According to the Federal Motor Carrier Safety Administration (FMCSA), commercial truck and bus drivers are using their safety belts more now than ever before. That’s good news for sure, but 26 percent of commercial drivers still snub the belt, meaning the FMCSA’s mission to get all drivers to buckle up is still 26 percent incomplete.
According to FMCSA data, safety belt use isn’t guaranteed to save lives in the event of an accident, but it dramatically improves the odds of surviving an accident and mitigating injury. 703 drivers of large trucks died in truck crashes in 2006. 314 of those drivers were not wearing safety belts. Of the 188 drivers killed who were ejected from their vehicles, almost 80 percent were not wearing safety belts.
Rollover accidents are the deadliest form of accident involving large trucks. More than half of all truck occupant fatalities occur because of a rollover. Truck rollovers increase the likelihood of death by 30 times. Cab occupants who are wearing seat belts, however, are 80 percent less likely to die in a rollover than unbelted drivers.
To encourage more safety belt use among commercial truck and bus drivers, the FMCSA hopes to dispel some commonly held myths about seat belt use, which are often rooted in misinformation and erroneous beliefs. According to the FMCSA, these myths are:
Safety belts are uncomfortable and restrict movement.
Most drivers find that once they correctly adjust the seat, lap and shoulder belt, most drivers find that discomfort and restrictive movement can be alleviated.
Wearing a safety belt is a personal decision that doesn’t affect anyone else.
Not wearing a safety belt can certainly affect your family and loved ones. It can also affect other motorists since wearing a safety belt can help you avoid losing control of your truck in a crash. It’s the law; Federal regulations require commercial vehicle drivers to buckle up.
Safety belts prevent your escape from a burning or submerged vehicle.

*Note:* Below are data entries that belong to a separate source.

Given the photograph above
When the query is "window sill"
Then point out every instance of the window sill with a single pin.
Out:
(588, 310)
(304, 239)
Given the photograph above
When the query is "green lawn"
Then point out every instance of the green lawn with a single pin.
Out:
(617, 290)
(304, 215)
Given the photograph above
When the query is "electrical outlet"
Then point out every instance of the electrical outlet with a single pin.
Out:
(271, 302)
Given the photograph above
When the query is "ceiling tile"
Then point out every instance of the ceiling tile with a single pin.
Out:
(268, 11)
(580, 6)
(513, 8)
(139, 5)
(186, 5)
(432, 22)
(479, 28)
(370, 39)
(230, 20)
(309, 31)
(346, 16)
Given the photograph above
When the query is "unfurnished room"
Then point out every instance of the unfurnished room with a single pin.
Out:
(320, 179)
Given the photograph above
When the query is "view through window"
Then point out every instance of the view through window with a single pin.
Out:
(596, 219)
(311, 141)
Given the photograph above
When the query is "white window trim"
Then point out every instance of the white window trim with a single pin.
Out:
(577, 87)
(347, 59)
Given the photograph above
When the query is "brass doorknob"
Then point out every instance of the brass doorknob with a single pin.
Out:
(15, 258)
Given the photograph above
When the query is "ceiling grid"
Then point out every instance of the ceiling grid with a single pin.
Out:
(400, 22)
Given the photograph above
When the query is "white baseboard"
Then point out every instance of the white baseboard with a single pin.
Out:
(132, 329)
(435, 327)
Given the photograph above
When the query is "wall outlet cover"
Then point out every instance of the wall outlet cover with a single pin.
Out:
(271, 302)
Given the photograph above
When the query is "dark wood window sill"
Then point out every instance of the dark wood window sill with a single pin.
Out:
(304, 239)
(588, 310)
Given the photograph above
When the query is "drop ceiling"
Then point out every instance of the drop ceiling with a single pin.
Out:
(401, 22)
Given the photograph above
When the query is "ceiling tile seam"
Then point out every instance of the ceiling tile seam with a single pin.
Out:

Safety belts can keep you from being knocked unconscious, improving your chances of escape. Fire or submersion occurs in less than 5% of fatal large truck crashes.
It’s better to be thrown clear of the wreckage in the event of a crash.
An occupant of a vehicle is four times as likely to be fatally injured when thrown from the vehicle. In 2006, 217 truck occupants and drivers died when they were ejected from their cabs during a crash.
It takes too much time to fasten your safety belt 20 times a day.
Buckling up takes about three seconds. Even buckling up 20 times a day requires only one minute.
Good truck drivers don’t need to wear safety belts.
Good drivers usually don’t cause collisions, but it’s possible that during your career you will be involved in a crash caused by a bad driver, bad weather, mechanical failure, or tire blowout. Wearing a safety belt prevents injuries and fatalities by preventing ejection, and by protecting your head and spinal cord.
A large truck will protect you. Safety belts are unnecessary.
In 2006, 805 drivers and occupants of large trucks died in truck crashes and 393 of them were not wearing safety belts. Of the 217 drivers and occupants who were killed and ejected from their vehicles, almost 81 percent were not wearing safety belts.
Safety belts aren’t necessary for low-speed driving.
In a frontal collision occurring at 30 mph, an unbelted person continues to move forward at 30 mph causing him/her to hit the windshield at about 30 mph. This is the same velocity a person falling from the top of a three story building would experience upon impact with the ground.
A lap belt offers sufficient protection.
The lap and shoulder belt design has been proven to hold a driver securely behind the wheel in the event of a crash, greatly increasing the driver’s ability to maintain control of the vehicle and minimizing the chance for serious injury or death.